ServiceControl provides many capabilities such as endpoint monitoring, advanced debugging, and failed message management. These capabilities can be extended by adding optional plugins into the endpoints being monitored. Each capability and plugin provides valuable information, but they have certain resource and performance costs.
Hardware, peak and average message throughput, and number of endpoints in the system all have an impact on the performance of ServiceControl. These factors can vary greatly between environments. Capabilities and plugins that provide value in one environment may have a negative impact if included in another environment. For example, the Saga Audit plugin provides additional information to support a development environment where message load is low. In a production environment, where there are many more saga instances to audit, the increased overhead is magnified and can have a significant performance impact.
Each capability and plugin should be considered carefully for each environment to determine if the value that it provides in that environment outweighs the costs that it imposes.
Here are some considerations when installing and deploying ServiceControl for better performance.
Hardware & installation considerations:
Read the general hardware recommendations for more details.
- Read the capacity planning and troubleshooting guides for ServiceControl.
- Each environment should have a dedicated ServiceControl instance.
- Other applications or NServiceBus endpoints running on the same server as ServiceControl can compete for hardware resources and therefore negatively impact ServiceControl's performance. For optimal performance, run ServiceControl on a dedicated server.

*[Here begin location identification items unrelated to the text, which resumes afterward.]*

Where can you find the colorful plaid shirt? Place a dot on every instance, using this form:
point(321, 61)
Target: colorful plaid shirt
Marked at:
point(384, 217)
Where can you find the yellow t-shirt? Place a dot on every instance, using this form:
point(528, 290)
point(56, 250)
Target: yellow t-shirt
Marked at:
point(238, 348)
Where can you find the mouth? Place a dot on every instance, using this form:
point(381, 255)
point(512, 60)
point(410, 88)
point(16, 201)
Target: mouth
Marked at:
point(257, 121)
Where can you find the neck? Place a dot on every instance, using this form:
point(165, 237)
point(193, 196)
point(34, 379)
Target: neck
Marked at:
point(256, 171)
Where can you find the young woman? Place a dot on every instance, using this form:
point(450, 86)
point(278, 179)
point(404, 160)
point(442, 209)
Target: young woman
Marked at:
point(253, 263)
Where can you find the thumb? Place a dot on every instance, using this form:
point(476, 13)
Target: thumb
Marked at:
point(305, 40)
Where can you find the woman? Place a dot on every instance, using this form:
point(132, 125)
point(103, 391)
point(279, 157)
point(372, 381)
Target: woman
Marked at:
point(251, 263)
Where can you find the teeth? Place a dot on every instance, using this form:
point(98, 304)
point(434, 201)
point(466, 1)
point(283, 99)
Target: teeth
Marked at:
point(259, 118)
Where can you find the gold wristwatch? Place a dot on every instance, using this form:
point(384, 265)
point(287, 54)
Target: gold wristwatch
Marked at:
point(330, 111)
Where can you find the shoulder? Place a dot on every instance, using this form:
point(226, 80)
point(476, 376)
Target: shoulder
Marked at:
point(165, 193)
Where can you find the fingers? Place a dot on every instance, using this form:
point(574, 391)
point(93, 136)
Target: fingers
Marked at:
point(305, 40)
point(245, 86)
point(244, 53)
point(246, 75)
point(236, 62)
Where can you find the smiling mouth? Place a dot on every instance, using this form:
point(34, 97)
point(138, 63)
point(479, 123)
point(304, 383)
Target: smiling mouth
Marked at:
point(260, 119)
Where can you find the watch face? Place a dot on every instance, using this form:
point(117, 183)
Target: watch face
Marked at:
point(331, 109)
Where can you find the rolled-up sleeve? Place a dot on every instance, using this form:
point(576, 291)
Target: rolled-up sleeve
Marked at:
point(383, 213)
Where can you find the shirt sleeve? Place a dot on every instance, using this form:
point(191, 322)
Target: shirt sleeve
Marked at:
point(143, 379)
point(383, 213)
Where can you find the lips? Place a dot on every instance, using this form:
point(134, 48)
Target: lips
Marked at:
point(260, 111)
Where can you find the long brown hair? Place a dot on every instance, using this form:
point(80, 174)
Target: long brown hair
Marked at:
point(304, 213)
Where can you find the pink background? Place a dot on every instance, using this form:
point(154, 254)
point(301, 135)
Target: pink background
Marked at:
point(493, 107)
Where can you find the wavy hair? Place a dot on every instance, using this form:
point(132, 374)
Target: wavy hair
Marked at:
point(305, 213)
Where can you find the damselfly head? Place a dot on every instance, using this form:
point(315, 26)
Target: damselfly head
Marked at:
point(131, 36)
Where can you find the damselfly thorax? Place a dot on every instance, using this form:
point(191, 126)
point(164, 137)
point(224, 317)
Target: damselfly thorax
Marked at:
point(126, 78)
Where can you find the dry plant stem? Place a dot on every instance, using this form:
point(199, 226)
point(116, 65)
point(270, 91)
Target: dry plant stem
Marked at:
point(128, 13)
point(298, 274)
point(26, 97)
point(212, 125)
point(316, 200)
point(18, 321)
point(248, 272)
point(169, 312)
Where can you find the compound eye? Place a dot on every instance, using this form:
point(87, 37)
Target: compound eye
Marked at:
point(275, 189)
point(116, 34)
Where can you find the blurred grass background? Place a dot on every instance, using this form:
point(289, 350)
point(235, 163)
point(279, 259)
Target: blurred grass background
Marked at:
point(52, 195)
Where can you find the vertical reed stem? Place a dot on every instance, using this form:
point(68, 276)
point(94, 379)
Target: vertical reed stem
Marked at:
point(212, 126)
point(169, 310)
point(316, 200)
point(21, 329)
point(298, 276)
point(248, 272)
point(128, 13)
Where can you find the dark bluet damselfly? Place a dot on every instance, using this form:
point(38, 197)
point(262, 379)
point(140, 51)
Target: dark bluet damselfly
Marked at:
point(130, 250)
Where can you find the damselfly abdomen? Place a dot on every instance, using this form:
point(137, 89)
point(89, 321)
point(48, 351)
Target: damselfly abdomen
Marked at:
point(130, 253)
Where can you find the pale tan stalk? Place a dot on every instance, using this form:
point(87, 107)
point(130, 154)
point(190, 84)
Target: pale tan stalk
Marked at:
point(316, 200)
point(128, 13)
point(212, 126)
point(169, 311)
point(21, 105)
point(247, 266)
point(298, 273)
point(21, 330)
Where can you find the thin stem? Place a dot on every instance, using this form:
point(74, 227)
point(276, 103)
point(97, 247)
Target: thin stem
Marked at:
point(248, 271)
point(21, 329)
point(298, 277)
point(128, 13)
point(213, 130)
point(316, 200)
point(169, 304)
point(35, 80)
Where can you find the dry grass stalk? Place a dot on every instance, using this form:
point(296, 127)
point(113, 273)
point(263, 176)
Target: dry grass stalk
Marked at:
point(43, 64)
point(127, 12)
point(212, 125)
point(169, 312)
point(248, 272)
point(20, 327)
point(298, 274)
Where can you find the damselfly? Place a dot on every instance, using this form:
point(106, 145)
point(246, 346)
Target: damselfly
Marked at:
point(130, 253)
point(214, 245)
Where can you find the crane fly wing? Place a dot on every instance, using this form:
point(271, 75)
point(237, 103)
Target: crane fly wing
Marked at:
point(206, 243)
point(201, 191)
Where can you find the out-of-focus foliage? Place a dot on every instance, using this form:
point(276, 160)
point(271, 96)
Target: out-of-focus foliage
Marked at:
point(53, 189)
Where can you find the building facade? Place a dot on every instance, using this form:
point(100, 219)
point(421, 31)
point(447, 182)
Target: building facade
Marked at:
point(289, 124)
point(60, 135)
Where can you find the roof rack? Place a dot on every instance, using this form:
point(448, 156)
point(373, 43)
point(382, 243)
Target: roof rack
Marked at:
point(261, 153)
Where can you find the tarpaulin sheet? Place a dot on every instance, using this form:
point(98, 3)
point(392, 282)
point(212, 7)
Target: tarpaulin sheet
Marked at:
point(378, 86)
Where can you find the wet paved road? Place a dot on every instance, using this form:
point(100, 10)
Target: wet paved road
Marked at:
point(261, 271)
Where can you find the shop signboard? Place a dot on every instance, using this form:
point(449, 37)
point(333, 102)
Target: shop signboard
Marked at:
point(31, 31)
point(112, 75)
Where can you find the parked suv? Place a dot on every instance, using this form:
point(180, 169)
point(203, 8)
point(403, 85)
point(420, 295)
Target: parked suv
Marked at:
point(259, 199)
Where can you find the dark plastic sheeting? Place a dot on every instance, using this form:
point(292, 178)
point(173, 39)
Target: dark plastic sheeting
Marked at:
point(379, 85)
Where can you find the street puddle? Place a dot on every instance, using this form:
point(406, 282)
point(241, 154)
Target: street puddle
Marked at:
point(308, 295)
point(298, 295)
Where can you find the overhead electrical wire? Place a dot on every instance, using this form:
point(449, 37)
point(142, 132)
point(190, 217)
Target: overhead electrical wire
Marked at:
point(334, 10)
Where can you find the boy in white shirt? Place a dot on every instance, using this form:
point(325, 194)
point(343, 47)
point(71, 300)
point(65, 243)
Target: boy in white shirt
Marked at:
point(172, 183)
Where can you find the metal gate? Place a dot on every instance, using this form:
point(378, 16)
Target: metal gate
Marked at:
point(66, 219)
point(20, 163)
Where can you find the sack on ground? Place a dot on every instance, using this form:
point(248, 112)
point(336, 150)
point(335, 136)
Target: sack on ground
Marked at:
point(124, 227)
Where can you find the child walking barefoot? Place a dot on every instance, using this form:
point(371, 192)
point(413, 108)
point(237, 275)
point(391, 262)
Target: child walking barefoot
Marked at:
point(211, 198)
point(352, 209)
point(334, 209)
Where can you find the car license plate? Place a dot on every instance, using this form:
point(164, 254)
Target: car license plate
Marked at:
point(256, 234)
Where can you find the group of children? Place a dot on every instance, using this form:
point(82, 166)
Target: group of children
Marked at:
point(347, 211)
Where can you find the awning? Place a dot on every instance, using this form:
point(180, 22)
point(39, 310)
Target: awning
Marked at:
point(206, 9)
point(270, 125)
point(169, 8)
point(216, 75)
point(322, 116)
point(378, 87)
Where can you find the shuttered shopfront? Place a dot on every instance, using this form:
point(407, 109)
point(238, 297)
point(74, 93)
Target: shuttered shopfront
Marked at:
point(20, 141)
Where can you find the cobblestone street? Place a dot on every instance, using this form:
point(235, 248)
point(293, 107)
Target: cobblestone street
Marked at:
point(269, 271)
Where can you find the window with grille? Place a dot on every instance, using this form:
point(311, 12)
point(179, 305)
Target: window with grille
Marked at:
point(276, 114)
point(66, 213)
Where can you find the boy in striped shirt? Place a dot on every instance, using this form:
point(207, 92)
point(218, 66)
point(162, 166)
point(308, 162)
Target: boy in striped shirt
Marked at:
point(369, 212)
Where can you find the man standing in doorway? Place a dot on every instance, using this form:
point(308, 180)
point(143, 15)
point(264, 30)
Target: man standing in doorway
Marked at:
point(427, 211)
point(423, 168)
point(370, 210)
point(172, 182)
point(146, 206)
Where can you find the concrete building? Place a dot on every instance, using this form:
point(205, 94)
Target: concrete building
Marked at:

Message throughput considerations
Depending on the number of endpoints and message volume, audit messages can have a significant impact on performance. Turn off message auditing if it is not needed. The primary reason for the audit ingestion capability of ServiceControl is to support system analysis with ServiceInsight. If ServiceInsight is not in use, turn off messaging auditing for each endpoint. Message auditing may be important for some endpoints but not others.
Turn off audit forwarding if it is not needed. ServiceControl sends a copy of each audited message to a configured audit forwarding queue. If these messages are not being used, turn this feature off.
Plugins are installed in an endpoint and send data to ServiceControl. This communication uses messaging over the configured transport of the endpoint. Each instance of a plugin adds more messages to the ServiceControl queue which can delay the processing of each message and make ServiceControl less responsive.
Not all endpoints are mission critical and need to be monitored with heartbeats using the same SLA. For endpoints that are less critical, adjust the heartbeat interval. Increasing the interval ensures that ServiceControl is able to process heartbeats in a timely manner. Increasing the heartbeat interval for endpoints requires a corresponding increase in the heartbeat grace period in ServiceControl.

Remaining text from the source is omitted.